De norm van de Vaccinatiecampagne tegen Covid-19, die op 4 augustus door het Directoraat-generaal Gezondheid (DGS) is bijgewerkt, bepaalt ook transplantatie en immunosuppressie als prioritaire ziekten voor vaccinatie.

Volgens de norm vallen ook neurologische ziekten hieronder, waaronder cerebrale parese en spierdystrofieën, ontwikkelingsstoornissen zoals trisomie 21 en ernstige en diepgaande intellectuele ontwikkelingsstoornissen. Chronische longaandoeningen, chronische ademhalingsziekten zoals ernstige astma, en taaislijmziekte (cystic fibrosis) behoren ook tot de topprioriteiten.

"In het geval van volwassenen die niet in staat zijn toestemming te geven, moet toestemming worden verkregen van de wettelijke vertegenwoordiger", voegt de verordening eraan toe.

Vrijdag beval de DGS prioritaire vaccinatie tegen Covid-19 aan voor kinderen van 12 tot 15 jaar met geassocieerde comorbiditeiten die tot ernstige ziekte of overlijden kunnen leiden, waarbij later werd verduidelijkt dat gezonde kinderen een voorschrift nodig hebben om te worden gevaccineerd.

Universele vaccinatie blijft alleen aanbevolen boven de 16 jaar, volgens het lopende vaccinatieplan.

In de thans bijgewerkte norm staat ook dat voor zwangere vrouwen van 16 jaar of ouder geen medisch recept vereist is, en ondanks de aanbeveling om te vaccineren vanaf 21 weken zwangerschap, nadat de morfologische echografie is verricht, "is er geen grens voor de zwangerschapsleeftijd om met vaccineren te beginnen".

Het DGS benadrukt ook dat, indien met de vaccinatie wordt begonnen, zonder voorafgaande kennis van de zwangerschapsituatie, deze binnen het aanbevolen interval moet worden voltooid, ongeacht de zwangerschapsduur en de uitvoering van de morfologische echografie.

Vaccinatie tegen Covid-19 bij zwangere vrouwen moet ten minste 14 dagen na de toediening van andere vaccins, zoals kinkhoest en griep, plaatsvinden.

Het DGS stelt dat zwangere vrouwen een groep vormen met een verhoogd risico op ernstige vormen van Covid-19, in vergelijking met niet-zwangere vrouwen van dezelfde leeftijd, waarbij het risico op ernstige ziekte hoger is in het derde trimester van de zwangerschap.

"Aan de andere kant is Covid-19 ook in verband gebracht met nadelige obstetrische en neonatale uitkomsten die voornamelijk het gevolg zijn van het hogere percentage vroeggeboorten", aldus DGS.

Hoewel het wetenschappelijk bewijs (informatie) over de veiligheid en doeltreffendheid van vaccinatie tegen SARS-CoV-2 tijdens de zwangerschap nog beperkt is, "maken alle beschikbare vaccins tegen covid-19 gebruik van niet-geactiveerde virustechnologieën, zodat er geen extra risico's te verwachten zijn tijdens de zwangerschap en de geboorte".
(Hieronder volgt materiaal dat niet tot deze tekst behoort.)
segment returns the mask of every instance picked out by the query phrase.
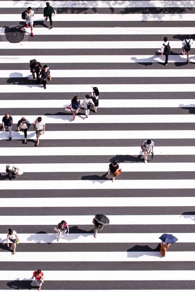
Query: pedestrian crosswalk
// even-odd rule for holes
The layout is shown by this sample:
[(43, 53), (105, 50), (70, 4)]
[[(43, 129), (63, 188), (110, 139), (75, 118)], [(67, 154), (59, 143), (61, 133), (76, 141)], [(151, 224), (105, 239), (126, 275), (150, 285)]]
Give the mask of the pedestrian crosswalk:
[[(38, 269), (46, 292), (194, 291), (194, 44), (188, 64), (181, 51), (187, 34), (195, 39), (195, 1), (53, 1), (52, 29), (44, 1), (0, 4), (0, 110), (13, 121), (11, 140), (0, 131), (0, 292), (37, 289)], [(29, 6), (33, 37), (21, 17)], [(13, 27), (25, 41), (6, 40)], [(158, 53), (166, 36), (167, 67)], [(34, 58), (50, 68), (46, 89), (32, 78)], [(73, 121), (65, 108), (93, 86), (97, 113), (85, 119), (83, 108)], [(34, 147), (39, 116), (46, 130)], [(17, 131), (23, 117), (32, 124), (26, 145)], [(146, 164), (140, 145), (149, 138), (154, 159)], [(123, 172), (113, 183), (115, 160)], [(9, 163), (24, 174), (10, 180)], [(94, 238), (102, 213), (110, 225)], [(62, 220), (69, 232), (58, 241)], [(20, 239), (15, 254), (8, 228)], [(163, 258), (165, 233), (178, 240)]]

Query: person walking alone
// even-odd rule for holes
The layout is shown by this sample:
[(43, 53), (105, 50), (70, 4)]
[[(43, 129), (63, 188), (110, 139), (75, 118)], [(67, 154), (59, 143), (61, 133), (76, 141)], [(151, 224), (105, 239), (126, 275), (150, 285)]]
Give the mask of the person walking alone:
[(70, 104), (69, 105), (69, 107), (72, 106), (71, 110), (72, 112), (72, 114), (73, 116), (73, 121), (75, 120), (75, 115), (78, 112), (79, 108), (80, 107), (81, 109), (81, 100), (78, 100), (79, 96), (78, 95), (75, 95), (74, 96), (73, 98), (71, 100)]
[(18, 237), (17, 235), (16, 232), (14, 230), (12, 230), (11, 229), (9, 228), (8, 229), (8, 232), (7, 234), (7, 244), (8, 247), (9, 247), (8, 241), (9, 240), (10, 241), (13, 243), (13, 253), (15, 254), (15, 248), (16, 247), (16, 242), (18, 240)]
[(41, 290), (42, 284), (44, 282), (43, 272), (42, 272), (40, 270), (36, 270), (34, 272), (33, 272), (32, 278), (33, 279), (34, 277), (35, 278), (35, 282), (36, 282), (37, 285), (39, 286), (38, 291), (40, 291)]
[(119, 164), (117, 164), (117, 161), (116, 160), (114, 160), (112, 163), (109, 165), (109, 168), (108, 168), (108, 174), (110, 174), (111, 175), (112, 175), (112, 182), (114, 182), (116, 177), (116, 175), (114, 173), (118, 170), (119, 169)]
[(147, 163), (148, 154), (149, 155), (152, 150), (152, 153), (154, 153), (154, 142), (150, 139), (148, 139), (142, 142), (141, 145), (142, 151), (144, 152), (144, 163)]
[(45, 133), (45, 123), (44, 121), (42, 120), (41, 117), (39, 117), (34, 121), (32, 124), (36, 130), (36, 135), (37, 142), (36, 145), (38, 146), (39, 143), (40, 135), (43, 135)]
[(58, 241), (59, 241), (59, 239), (60, 238), (63, 238), (64, 237), (64, 234), (67, 232), (66, 236), (68, 236), (69, 232), (69, 228), (68, 225), (67, 224), (67, 222), (63, 220), (60, 222), (58, 225), (57, 227), (58, 231)]
[(27, 137), (27, 131), (28, 129), (29, 128), (29, 127), (31, 125), (28, 120), (26, 119), (25, 118), (23, 117), (21, 120), (19, 120), (18, 122), (17, 127), (18, 127), (18, 131), (20, 131), (20, 128), (21, 128), (22, 129), (22, 133), (24, 133), (25, 140), (24, 142), (25, 144), (27, 144), (26, 142), (26, 138)]
[(96, 87), (91, 86), (93, 88), (93, 91), (89, 95), (89, 97), (91, 98), (91, 99), (94, 103), (94, 111), (95, 112), (97, 111), (97, 107), (99, 105), (99, 97), (100, 93)]
[(26, 18), (26, 23), (27, 28), (28, 28), (29, 23), (30, 23), (31, 31), (31, 35), (32, 36), (34, 36), (34, 34), (32, 32), (33, 30), (33, 17), (34, 15), (34, 12), (32, 10), (31, 7), (28, 7), (27, 10), (25, 13), (25, 16)]
[(185, 52), (186, 53), (187, 63), (189, 62), (189, 52), (190, 50), (192, 44), (193, 44), (193, 40), (192, 39), (190, 39), (190, 36), (189, 35), (187, 36), (186, 38), (184, 39), (182, 42), (182, 50), (181, 51), (181, 54), (183, 55), (185, 54)]
[(162, 45), (161, 50), (159, 50), (158, 52), (159, 55), (161, 55), (161, 58), (163, 57), (163, 55), (164, 54), (165, 55), (165, 62), (164, 64), (166, 66), (167, 66), (168, 59), (169, 55), (170, 54), (170, 50), (171, 49), (170, 45), (169, 42), (168, 42), (168, 39), (166, 36), (165, 36), (163, 39), (164, 42)]
[(8, 112), (6, 112), (5, 116), (2, 119), (2, 126), (4, 132), (5, 131), (5, 128), (9, 130), (9, 138), (10, 141), (11, 140), (11, 133), (13, 124), (12, 117), (10, 116)]
[(49, 21), (50, 22), (50, 28), (53, 28), (53, 22), (51, 18), (52, 12), (55, 13), (55, 11), (53, 9), (51, 6), (50, 6), (50, 4), (48, 2), (46, 2), (46, 7), (44, 8), (44, 11), (43, 13), (43, 16), (45, 19), (45, 20), (47, 21), (49, 18)]

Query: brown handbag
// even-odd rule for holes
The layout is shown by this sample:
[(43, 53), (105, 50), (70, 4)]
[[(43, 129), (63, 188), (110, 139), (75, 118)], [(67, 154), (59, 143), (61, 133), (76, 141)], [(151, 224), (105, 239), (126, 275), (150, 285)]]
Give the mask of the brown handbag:
[(121, 168), (120, 169), (119, 169), (119, 170), (117, 170), (117, 171), (116, 171), (116, 172), (114, 173), (113, 174), (114, 175), (114, 174), (115, 175), (113, 175), (113, 176), (114, 177), (116, 177), (116, 176), (118, 176), (118, 175), (119, 175), (121, 173), (122, 173), (122, 172), (123, 172), (121, 170)]

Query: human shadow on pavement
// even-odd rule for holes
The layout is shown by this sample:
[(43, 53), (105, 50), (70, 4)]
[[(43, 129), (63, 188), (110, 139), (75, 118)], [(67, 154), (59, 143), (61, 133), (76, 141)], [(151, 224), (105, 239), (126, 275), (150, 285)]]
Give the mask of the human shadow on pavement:
[[(13, 281), (8, 282), (7, 283), (7, 286), (9, 288), (12, 288), (13, 289), (19, 290), (20, 289), (27, 289), (28, 290), (31, 290), (33, 288), (37, 288), (37, 285), (32, 286), (33, 281), (32, 280), (28, 280), (26, 278), (24, 278), (22, 280), (20, 280), (19, 278), (17, 278)], [(35, 284), (36, 282), (34, 281)]]
[[(147, 255), (161, 258), (162, 255), (160, 252), (159, 254), (156, 253), (156, 251), (160, 252), (160, 243), (158, 244), (156, 247), (154, 249), (151, 248), (147, 245), (139, 245), (136, 244), (127, 250), (127, 257), (137, 258), (140, 256), (142, 256), (144, 255)], [(149, 254), (149, 253), (150, 253)]]

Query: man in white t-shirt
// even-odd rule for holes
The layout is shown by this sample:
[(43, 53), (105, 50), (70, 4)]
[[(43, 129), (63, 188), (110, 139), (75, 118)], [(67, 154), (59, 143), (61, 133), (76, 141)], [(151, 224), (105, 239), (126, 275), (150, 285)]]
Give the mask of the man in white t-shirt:
[(34, 34), (32, 32), (33, 29), (33, 20), (32, 18), (34, 16), (34, 11), (32, 10), (31, 7), (28, 7), (27, 8), (27, 10), (25, 13), (25, 16), (26, 18), (26, 23), (27, 28), (28, 28), (28, 24), (30, 23), (31, 30), (31, 34), (32, 36), (34, 36)]
[(182, 55), (184, 55), (185, 52), (186, 53), (187, 56), (187, 62), (188, 62), (188, 57), (189, 57), (189, 52), (190, 50), (191, 45), (193, 44), (193, 40), (190, 39), (190, 36), (188, 35), (187, 36), (186, 38), (184, 39), (182, 42), (182, 51), (181, 51)]
[(36, 130), (36, 135), (37, 139), (37, 142), (36, 145), (38, 146), (39, 143), (39, 137), (40, 135), (42, 135), (45, 133), (45, 123), (42, 120), (41, 117), (39, 117), (36, 119), (33, 125)]

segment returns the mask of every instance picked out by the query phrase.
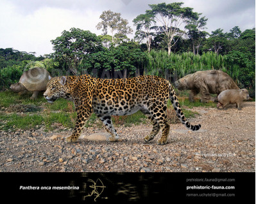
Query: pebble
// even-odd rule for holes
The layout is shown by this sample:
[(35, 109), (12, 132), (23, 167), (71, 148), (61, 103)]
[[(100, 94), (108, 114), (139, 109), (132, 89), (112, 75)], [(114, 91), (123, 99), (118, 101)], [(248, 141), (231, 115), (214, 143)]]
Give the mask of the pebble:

Gegevens verzameld door het Europees Centrum voor ziektepreventie en -bestrijding toonden geen significante verschillen in zwangerschapsuitkomsten bij gevaccineerde vrouwen, in meer dan 100.000 geanalyseerde dossiers.

"De verwachte voordelen wegen dus op tegen de (theoretische) risico's voor de zwangere vrouw en de foetus, waarbij het voordeel groter is bij een hoge blootstelling aan SARS-CoV-2 en risicopathologieën", benadrukt het DGS.